A: Loan proceeds may be used for working capital expenses that are necessary to support the business until the resumption of normal business operations. This includes fixed debts, rent or lease payments, employee wages, utilities, etc. Loan proceeds may NOT be used to refinance old indebtedness, repair physical damage, pay dividends to shareholders, and pay tax penalties.
Q: What are the terms of the loan?
A: Maximum loan amount is $2,000,000 but is based on the actual amount of economic injury. The maximum term is 30 years. The interest rate is 3.75%.
Q: What is required to guarantee the loan?
A: The SBA requires collateral for any loan greater than $25,000. While real estate is preferred and the SBA will take subordinated or junior positions, the SBA will consider all types of collateral.

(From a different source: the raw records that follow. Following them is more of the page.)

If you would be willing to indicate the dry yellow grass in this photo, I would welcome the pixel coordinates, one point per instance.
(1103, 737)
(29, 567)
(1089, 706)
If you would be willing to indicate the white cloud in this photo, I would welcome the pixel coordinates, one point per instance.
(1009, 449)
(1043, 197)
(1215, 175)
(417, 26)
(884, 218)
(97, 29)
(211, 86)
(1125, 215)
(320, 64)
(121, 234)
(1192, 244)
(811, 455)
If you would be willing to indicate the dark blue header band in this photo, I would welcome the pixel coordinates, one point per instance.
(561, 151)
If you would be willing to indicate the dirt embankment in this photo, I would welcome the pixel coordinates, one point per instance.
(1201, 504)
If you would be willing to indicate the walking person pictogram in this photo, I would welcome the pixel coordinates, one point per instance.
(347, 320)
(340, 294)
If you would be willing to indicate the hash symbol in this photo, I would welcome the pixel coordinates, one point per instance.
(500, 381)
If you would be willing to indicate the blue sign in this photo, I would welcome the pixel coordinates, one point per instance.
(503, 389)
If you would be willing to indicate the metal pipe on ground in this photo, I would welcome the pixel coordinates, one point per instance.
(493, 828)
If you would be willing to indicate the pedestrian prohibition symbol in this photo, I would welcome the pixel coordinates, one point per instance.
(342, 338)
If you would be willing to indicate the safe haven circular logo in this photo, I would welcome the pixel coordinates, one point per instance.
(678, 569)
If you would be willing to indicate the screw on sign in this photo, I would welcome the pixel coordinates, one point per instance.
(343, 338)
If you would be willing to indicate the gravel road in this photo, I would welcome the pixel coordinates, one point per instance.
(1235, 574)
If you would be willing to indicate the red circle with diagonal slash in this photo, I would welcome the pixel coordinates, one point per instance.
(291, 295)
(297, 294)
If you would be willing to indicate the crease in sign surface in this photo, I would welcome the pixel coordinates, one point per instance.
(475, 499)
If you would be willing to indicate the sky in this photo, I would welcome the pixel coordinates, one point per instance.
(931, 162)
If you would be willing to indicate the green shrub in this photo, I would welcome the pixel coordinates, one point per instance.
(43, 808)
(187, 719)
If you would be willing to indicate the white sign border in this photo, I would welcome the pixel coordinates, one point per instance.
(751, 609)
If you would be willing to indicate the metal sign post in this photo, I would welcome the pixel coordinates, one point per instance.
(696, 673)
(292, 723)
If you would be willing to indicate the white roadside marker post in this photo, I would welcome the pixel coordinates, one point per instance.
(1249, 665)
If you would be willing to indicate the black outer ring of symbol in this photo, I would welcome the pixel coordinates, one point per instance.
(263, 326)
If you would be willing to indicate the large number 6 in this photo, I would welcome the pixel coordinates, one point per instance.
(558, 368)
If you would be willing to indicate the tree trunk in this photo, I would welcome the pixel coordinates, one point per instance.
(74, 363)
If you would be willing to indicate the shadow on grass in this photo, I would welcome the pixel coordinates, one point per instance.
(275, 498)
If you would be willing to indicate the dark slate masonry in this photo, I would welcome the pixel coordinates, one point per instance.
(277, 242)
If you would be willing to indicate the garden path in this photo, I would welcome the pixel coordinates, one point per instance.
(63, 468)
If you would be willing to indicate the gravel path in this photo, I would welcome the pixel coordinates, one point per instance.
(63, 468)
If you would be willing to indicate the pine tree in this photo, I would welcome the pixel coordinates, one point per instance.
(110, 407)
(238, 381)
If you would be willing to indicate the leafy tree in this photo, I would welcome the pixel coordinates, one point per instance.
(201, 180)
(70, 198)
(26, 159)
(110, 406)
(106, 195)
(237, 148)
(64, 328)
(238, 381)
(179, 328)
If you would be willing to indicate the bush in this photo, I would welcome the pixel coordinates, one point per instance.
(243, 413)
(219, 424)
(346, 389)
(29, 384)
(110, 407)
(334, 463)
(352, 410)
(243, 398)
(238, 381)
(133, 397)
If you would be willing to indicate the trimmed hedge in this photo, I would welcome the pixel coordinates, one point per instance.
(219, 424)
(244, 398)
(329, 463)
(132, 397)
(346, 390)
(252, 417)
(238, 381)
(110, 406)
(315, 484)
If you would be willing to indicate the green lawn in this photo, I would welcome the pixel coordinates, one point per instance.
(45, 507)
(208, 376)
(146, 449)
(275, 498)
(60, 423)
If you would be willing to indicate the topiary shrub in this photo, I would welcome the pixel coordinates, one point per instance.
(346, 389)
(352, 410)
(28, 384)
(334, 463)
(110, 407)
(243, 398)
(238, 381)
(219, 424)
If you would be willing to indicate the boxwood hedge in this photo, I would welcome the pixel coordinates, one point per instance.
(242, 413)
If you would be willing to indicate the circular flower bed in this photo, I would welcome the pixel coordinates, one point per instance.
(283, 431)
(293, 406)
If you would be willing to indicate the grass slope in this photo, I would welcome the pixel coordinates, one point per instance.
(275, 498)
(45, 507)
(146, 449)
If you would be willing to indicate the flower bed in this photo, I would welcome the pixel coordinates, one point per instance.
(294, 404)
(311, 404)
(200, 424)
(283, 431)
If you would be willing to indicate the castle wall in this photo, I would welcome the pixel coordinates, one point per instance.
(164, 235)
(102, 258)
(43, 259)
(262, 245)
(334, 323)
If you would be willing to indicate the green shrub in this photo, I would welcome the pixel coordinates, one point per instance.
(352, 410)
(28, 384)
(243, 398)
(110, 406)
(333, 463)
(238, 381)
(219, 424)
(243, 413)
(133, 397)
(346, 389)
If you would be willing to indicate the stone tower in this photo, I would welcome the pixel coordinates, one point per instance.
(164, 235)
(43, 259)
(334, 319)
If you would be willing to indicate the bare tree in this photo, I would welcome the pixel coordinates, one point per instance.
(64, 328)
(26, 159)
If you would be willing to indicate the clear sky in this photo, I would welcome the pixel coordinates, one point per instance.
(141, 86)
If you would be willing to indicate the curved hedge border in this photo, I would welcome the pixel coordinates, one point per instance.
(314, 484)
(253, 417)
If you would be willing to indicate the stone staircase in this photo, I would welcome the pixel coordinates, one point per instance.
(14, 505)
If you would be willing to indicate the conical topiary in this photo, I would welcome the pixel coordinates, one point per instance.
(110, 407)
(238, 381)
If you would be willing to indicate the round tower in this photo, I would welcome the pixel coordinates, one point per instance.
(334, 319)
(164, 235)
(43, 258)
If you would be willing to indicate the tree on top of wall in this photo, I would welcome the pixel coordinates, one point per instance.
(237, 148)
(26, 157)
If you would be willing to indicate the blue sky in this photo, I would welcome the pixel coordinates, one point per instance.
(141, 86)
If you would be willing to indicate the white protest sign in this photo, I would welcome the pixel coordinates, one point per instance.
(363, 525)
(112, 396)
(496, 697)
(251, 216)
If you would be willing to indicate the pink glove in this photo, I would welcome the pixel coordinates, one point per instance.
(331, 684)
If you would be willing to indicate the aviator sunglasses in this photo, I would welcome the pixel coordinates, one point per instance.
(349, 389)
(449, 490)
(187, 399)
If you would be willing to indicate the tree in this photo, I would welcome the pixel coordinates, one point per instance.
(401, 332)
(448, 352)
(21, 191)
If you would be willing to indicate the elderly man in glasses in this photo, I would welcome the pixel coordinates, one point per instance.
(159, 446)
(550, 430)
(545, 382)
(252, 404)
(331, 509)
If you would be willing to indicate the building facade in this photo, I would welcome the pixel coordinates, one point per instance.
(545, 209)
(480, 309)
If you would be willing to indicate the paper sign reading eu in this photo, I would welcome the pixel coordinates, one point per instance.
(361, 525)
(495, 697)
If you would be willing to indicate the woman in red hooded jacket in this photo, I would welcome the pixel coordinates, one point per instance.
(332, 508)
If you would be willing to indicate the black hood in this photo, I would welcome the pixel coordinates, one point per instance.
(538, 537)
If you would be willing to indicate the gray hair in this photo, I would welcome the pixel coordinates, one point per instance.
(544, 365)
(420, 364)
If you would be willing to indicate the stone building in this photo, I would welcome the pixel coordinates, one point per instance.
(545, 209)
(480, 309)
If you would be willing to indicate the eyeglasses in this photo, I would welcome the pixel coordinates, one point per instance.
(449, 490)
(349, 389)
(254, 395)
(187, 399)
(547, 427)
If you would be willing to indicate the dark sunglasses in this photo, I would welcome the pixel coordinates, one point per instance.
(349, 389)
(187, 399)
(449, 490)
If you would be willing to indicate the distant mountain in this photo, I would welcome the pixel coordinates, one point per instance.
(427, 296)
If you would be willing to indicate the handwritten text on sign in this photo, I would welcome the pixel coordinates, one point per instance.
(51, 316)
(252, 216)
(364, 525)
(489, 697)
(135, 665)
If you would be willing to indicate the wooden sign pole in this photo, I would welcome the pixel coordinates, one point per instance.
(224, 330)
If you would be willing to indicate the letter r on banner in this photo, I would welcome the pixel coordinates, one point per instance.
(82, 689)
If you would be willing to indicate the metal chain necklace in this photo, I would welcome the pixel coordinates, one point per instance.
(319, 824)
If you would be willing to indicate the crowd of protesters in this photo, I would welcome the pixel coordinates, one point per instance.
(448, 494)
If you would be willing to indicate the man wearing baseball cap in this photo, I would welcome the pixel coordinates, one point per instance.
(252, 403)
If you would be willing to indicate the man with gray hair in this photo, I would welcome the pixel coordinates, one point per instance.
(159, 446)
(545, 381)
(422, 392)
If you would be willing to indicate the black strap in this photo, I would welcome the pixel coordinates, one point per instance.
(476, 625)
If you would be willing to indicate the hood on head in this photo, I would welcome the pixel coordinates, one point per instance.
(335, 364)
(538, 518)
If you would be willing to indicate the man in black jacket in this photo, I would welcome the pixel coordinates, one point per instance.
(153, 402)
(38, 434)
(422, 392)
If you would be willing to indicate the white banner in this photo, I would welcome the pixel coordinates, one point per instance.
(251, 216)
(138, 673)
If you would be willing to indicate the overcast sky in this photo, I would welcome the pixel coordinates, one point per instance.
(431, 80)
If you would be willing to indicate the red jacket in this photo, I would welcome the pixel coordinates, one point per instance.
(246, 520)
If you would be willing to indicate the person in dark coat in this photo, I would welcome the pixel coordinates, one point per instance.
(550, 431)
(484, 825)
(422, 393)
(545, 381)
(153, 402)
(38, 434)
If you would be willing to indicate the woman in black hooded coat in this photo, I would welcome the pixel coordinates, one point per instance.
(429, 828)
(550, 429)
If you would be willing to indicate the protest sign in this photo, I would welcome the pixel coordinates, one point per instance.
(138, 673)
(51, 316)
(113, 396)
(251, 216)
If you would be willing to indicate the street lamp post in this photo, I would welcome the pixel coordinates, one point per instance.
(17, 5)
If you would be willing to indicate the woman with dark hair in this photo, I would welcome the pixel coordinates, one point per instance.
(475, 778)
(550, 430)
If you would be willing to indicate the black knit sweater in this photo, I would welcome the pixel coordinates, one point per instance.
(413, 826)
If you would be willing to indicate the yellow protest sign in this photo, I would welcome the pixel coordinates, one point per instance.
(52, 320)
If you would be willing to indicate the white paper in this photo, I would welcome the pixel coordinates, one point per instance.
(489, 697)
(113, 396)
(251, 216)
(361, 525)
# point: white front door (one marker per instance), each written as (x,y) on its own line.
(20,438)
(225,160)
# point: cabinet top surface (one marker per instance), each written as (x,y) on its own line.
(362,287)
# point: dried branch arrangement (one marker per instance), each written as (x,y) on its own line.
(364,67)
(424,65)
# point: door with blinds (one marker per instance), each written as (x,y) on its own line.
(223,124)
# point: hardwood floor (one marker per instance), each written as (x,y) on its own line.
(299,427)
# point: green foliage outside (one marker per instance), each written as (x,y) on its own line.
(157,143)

It is important to discuss the specific collateral with your other lenders as this may create an issue under your current loan or debt arrangements.
Q: My business is suffering as a result of coronavirus; how will I be able to repay the loan?
A: The first payment is not due until one year from the date of execution of the promissory note. Currently, you could expect to make your first payment in April or May of 2021.
Q: When is the application deadline?
A: The current application date is December 16, 2020 but may be extended.
Q: What documents do I need to provide in order to apply?
A: (i) SBA Form 5; (ii) IRS Form 4506-T; (iii) a copy of your business’s most recent tax return including all schedules; (iv) SBA Form 413; and (v) SBA Form 2202. Additional financial information such as a current P&L statement or balance sheet may be required.
Q: Where should I apply?
A: Applications may be submitted online at https://disasterloan.sba.gov/ela/; paper applications will be accepted via mail.
Q: If my application is submitted, when can I expect to receive funds?
A: Currently, the time from application submission to disbursement of funds is approximately 30-45 days.
Businesses and sole proprietors alike are facing unprecedented challenges during the COVID-19 pandemic. There are many nuances to the SBA EIDL program and how it applies to your specific business. The attorneys at Brouse McDowell are here to help you navigate these trying times and are committed to helping clients protect the financial well-being of their businesses now and in the future.